Google has introduced Lyria 3, a new family of music generation models now available in public preview on Vertex AI. These models allow users to create high-fidelity stereo audio from text prompts and images, including vocal support.
Two distinct models are offered through the API:
- Lyria 3 Pro: Capable of generating complete compositions up to three minutes long, it understands musical structures such as intros, verses, choruses, and bridges.
- Lyria 3: Designed for rapid prototyping, this model generates tracks lasting up to 30 seconds, making it ideal for social media and short-form audio.
Why it matters: These models provide structural coherence and the ability to produce studio-quality audio directly within applications. Key features include:
- Multi-modal input: Users can generate audio from standard text prompts or reference images to influence the mood and style.
- Vocal and lyrics generation: The models can create vocals and timed lyrics or utilize user-provided lyrics. For purely instrumental tracks, users can specify this in their prompts.
- Flexible compositions: Duration controls enable the generation of full songs with distinct musical sections.
Accessing Lyria: The models can be accessed via the Vertex AI API and Vertex AI Media Studio.

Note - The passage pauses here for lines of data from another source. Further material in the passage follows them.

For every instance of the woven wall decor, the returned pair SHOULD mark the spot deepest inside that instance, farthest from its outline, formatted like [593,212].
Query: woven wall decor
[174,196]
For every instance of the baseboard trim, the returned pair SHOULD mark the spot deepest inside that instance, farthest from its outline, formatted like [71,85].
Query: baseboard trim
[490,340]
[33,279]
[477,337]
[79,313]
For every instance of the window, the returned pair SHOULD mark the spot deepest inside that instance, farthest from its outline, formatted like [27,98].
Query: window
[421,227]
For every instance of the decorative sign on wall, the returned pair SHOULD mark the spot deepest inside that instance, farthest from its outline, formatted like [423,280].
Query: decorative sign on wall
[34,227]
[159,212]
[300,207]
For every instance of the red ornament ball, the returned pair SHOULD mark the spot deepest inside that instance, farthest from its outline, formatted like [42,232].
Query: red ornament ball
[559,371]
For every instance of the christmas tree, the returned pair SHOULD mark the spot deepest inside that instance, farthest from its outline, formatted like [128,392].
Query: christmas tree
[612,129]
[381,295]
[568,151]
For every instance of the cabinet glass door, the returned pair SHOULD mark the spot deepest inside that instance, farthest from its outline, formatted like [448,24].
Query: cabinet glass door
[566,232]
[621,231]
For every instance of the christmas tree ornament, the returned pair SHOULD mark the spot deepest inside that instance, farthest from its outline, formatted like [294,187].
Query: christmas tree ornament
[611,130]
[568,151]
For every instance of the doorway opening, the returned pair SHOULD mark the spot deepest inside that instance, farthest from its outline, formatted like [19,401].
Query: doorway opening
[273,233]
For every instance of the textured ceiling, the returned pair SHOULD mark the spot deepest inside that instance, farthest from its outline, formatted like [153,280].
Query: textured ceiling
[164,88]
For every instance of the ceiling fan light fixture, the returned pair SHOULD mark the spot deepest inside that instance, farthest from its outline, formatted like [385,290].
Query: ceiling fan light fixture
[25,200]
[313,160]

Customer Experiences with Lyria 3
Artlist's Chief Product and Technology Officer, Roee Peled, highlighted the model's potential, stating that it merges their music expertise with Google's advanced generative capabilities, offering unprecedented creative control and high-fidelity output.
Carlos Perez, Engineering Lead at Freepik, noted that Lyria 3 facilitates a shift from basic generation to enhanced creative control, allowing clients to produce music that aligns closely with their vision and workflows.
Commercial Safety and Responsible Creation
Google emphasizes responsibility in the design and training of Lyria 3 models. The models utilize materials compliant with YouTube and Google’s terms of service. Filters are in place to ensure outputs do not infringe on existing content, and users must comply with the Terms of Service and Gen AI prohibited use policies. All outputs are embedded with SynthID watermarking and support C2PA standards.
Getting Started with Lyria 3
For those interested in exploring best practices, the following resources are available:
- Model card
- Ultimate prompting guide for Lyria
- Gen AI SDK for Python notebook
- For users of Gen Media MCP tools, domain-specific sound design can be provided via Agent Skill.
Google Workspace customers and Google AI subscribers can also utilize Lyria 3 models in Google Vids to create custom tracks that reflect their brand's style.